ChatGPT is a widely recognized form of generative AI in education and has been an accessible resource after it was made publicly available last November, which has led to faculty navigating when it is and isn’t acceptable to use.  

The faculty resource center website has a subsection that informs faculty members on how AI can be used in their classrooms based on their preferences as it has become a regularly integrated part of education. 

According to the website, the following activities are acceptable: 

  • Brainstorming your ideas 
  • Refining your research questions 
  • Looking for information on a topic 
  • Outlining and organizing your thoughts 
  • Checking grammar and style 

The website lists the following activites as unacceptable: 

  • Using AI in place of yourself in the classroom, such as creating discussion board replies or content that will be put in a Teams or Zoom chat 
  • Completing group work with AI unless everyone in the group agrees you can use the tool 
  • Using it to write entire sentences, paragraphs or papers to complete class assignments 

To detect the possibility of generative AI in writing, UCCS uses Turnitin’s AI detection software, which flags potential AI use by breaking it into segments of about five to ten sentences and then overlaps the segments with each other to capture each sentence in context. 

The segments are run against the AI detection model to determine if it was written by AI then given a percentage showing how much of the writing was likely AI-generated. 

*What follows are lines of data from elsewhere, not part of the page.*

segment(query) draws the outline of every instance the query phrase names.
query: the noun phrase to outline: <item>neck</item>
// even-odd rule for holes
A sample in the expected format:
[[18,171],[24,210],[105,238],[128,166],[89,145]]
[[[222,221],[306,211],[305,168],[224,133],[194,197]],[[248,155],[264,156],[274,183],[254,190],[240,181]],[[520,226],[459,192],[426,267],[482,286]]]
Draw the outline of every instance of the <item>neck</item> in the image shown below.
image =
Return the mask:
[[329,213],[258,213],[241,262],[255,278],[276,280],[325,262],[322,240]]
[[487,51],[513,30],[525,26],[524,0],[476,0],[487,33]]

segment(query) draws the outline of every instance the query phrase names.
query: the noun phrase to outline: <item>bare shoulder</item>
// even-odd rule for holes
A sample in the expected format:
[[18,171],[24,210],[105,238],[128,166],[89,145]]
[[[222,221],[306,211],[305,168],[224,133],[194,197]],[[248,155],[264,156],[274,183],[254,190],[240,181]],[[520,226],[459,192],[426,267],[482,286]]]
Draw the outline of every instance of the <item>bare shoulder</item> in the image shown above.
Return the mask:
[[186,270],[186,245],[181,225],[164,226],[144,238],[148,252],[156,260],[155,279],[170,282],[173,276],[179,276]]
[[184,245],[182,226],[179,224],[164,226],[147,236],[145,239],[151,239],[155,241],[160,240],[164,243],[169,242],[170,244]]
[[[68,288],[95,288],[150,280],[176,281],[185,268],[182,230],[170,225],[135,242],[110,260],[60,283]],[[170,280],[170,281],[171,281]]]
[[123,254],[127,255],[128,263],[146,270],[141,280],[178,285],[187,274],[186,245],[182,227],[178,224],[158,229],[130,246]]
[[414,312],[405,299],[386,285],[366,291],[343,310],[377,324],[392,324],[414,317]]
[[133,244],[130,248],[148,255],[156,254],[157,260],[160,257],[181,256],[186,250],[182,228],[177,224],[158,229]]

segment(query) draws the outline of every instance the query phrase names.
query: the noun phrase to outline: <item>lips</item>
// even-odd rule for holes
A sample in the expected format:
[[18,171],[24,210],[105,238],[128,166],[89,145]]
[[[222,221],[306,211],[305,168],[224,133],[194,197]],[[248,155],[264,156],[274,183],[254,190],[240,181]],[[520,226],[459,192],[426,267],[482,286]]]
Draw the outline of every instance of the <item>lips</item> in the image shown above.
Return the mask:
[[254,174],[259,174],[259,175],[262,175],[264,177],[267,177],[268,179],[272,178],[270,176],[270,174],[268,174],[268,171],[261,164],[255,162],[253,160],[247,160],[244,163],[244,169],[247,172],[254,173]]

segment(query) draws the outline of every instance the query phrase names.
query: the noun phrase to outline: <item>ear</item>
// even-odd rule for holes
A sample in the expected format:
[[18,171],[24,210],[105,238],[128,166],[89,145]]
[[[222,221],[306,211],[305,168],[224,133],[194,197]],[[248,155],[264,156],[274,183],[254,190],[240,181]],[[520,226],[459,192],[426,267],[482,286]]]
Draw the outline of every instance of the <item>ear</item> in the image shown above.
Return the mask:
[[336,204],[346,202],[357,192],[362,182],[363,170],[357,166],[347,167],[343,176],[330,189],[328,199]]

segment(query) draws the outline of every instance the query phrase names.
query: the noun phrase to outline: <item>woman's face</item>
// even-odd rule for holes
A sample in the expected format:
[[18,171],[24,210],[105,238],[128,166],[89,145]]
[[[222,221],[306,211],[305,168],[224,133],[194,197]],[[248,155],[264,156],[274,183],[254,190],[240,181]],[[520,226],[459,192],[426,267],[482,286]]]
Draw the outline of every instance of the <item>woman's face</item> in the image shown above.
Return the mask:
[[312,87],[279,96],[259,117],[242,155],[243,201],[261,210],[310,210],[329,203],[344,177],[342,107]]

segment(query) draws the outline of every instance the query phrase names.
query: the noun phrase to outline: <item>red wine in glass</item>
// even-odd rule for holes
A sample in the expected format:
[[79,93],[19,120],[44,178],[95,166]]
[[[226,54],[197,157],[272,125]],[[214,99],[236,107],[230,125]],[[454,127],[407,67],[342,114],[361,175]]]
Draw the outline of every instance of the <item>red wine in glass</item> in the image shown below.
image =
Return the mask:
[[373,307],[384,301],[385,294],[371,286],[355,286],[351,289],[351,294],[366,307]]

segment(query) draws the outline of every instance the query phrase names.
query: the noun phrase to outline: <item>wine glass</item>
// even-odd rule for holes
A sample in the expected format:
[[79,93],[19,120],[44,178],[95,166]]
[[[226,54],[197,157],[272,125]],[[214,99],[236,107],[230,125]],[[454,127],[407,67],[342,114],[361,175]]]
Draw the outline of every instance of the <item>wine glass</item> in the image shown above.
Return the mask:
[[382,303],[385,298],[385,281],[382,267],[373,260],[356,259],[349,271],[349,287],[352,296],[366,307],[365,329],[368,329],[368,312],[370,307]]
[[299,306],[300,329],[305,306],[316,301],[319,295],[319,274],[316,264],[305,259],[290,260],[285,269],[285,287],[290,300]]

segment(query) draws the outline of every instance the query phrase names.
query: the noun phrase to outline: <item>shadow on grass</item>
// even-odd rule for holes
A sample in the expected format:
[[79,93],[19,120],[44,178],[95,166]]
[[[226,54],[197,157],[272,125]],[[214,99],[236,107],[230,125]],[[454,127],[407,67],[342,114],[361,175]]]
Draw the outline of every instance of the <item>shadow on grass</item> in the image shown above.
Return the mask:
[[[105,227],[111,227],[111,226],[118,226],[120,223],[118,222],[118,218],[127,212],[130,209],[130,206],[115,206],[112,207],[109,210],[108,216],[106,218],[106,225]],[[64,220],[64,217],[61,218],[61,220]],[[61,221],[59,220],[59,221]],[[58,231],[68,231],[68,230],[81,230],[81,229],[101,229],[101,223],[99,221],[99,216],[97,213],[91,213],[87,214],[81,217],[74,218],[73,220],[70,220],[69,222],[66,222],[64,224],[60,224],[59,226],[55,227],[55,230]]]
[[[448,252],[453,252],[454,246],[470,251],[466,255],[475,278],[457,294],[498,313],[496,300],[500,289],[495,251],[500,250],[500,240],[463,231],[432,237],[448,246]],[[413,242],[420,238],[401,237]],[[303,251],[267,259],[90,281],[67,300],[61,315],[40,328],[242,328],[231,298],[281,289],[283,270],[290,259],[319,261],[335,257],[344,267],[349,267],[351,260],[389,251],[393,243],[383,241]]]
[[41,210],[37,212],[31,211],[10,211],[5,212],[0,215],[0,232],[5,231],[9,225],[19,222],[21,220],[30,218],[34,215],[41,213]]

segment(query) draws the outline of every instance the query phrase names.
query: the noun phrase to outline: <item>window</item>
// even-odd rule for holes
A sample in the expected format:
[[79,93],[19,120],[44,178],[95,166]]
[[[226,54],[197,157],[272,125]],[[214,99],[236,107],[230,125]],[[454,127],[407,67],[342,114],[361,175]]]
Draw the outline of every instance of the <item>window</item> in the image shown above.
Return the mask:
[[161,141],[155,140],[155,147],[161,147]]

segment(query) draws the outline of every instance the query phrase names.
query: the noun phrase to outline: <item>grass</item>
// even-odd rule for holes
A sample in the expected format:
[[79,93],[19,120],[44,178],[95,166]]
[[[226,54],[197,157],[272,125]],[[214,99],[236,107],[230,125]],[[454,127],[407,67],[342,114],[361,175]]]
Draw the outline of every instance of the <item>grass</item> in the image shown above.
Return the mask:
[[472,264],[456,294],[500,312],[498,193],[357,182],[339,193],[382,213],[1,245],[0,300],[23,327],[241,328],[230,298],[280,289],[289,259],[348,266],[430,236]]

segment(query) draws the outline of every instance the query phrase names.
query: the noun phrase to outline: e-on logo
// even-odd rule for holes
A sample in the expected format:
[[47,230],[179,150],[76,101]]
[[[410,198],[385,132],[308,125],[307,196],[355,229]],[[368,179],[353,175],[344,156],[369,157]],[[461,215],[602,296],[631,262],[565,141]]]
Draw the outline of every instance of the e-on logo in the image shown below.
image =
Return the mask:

The program provides the ability to offer faculty more control over how students can use AI appropriately, but the detection capabilities may not yield accurate results consistently because it is also a newly developing technology. 

According to an AI writing detection software blog post from Annie Chechitelli, Turnitin’s chief product officer, there is a higher incidence of false positives in cases where there is less than 20% of AI writing detected in a text. 

Chechitelli said that in cases where the detected AI writing percentage is higher than 20%, the document false positive rate is less than 1%.  

“As AI evolves, I think we continually need to have these discussions as faculty, but we as a department have at least started to identify that it exists and try to provide some guidance for our students and faculty about what’s acceptable and unacceptable.” McGuire said. 

McGuire left off with his position that AI in academia is neither firmly positive or negative because it was not designed for malicious purposes, and whether it is used appropriately or not is in the hands of the user.